WASHINGTON -- Speaker John Boehner demanded yesterday that the Obama administration give in and turn over documents related to a botched gun-tracking operation, insisting that's the only way to stop a House vote to hold the attorney general in contempt.

Boehner took a hard line against the Obama administration and Attorney General Eric Holder despite a willingness by House Republicans and Holder to negotiate a settlement before the matter becomes a constitutional crisis. The president has invoked executive privilege, a legal principle used to avoid disclosure of internal presidential documents.

While a confrontation between the legislative and executive branches of government would be an academic dispute to most voters, Boehner injected a human element Thursday into the dispute over documents related to Operation Fast and Furious.
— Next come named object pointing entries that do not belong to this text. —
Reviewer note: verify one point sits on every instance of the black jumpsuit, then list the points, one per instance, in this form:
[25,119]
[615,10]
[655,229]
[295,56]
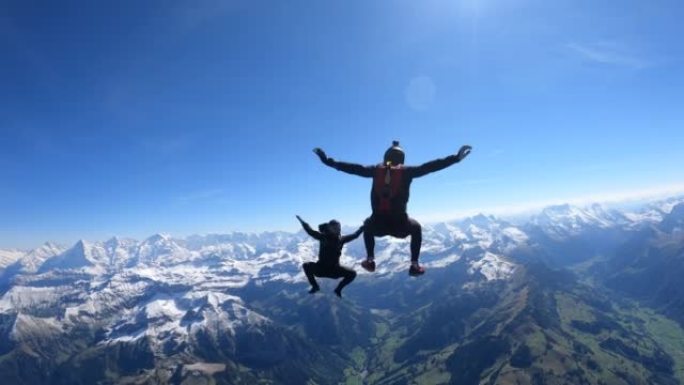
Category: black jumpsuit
[396,223]
[328,264]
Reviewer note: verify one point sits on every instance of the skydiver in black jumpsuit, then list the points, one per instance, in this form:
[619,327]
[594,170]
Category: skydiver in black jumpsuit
[330,249]
[389,198]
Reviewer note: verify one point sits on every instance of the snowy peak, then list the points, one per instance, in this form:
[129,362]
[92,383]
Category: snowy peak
[566,220]
[8,257]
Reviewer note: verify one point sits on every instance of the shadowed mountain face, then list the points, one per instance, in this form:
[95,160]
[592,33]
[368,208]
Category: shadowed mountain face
[581,295]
He said the family of slain border agent Brian Terry deserved answers about the guns that killed him.

Two guns that were allowed to "walk" from Arizona to Mexico in the failed effort to track weapons were found near Terry after he was killed.
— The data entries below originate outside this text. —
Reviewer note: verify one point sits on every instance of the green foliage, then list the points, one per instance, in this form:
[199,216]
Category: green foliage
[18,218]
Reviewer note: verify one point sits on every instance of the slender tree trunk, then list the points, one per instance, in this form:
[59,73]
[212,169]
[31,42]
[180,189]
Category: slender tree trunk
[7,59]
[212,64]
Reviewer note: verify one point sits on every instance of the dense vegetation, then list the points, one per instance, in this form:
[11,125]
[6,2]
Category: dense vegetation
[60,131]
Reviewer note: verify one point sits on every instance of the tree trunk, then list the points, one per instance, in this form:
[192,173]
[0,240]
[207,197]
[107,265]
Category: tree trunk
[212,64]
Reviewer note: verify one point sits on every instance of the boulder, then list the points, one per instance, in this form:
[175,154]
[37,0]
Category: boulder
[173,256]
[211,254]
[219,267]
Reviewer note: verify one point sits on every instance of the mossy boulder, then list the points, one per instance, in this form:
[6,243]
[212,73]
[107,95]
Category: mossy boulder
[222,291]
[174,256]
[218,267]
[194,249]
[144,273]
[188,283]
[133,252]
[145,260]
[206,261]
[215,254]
"The Terry family deserves answers about why their son was killed as a result of an operation run by the United States government," Boehner told his weekly news conference.

During the year and a half investigation by the House Oversight and Government Reform Committee, the Justice Department turned over 7,600 documents about details of Operation Fast and Furious.

But because the department initially denied and then admitted it used a risky investigative technique known as "gun-walking," the committee has turned its attention to how the Justice Department responded to the probe. The additional documents it seeks are on that topic.

Arizona agents of the U.S. Bureau of Alcohol, Tobacco, Firearms and Explosives abandoned the agency's practice of intercepting all weapons they believed to be illicitly purchased. Instead, the goal of gun-walking was to track such weapons to high-level arms traffickers who had long eluded prosecution and to dismantle their networks.

Gun-walking has long been barred by Justice Department policy, but federal agents in Arizona experimented with it in at least two investigations during the George W. Bush administration before "Fast and Furious."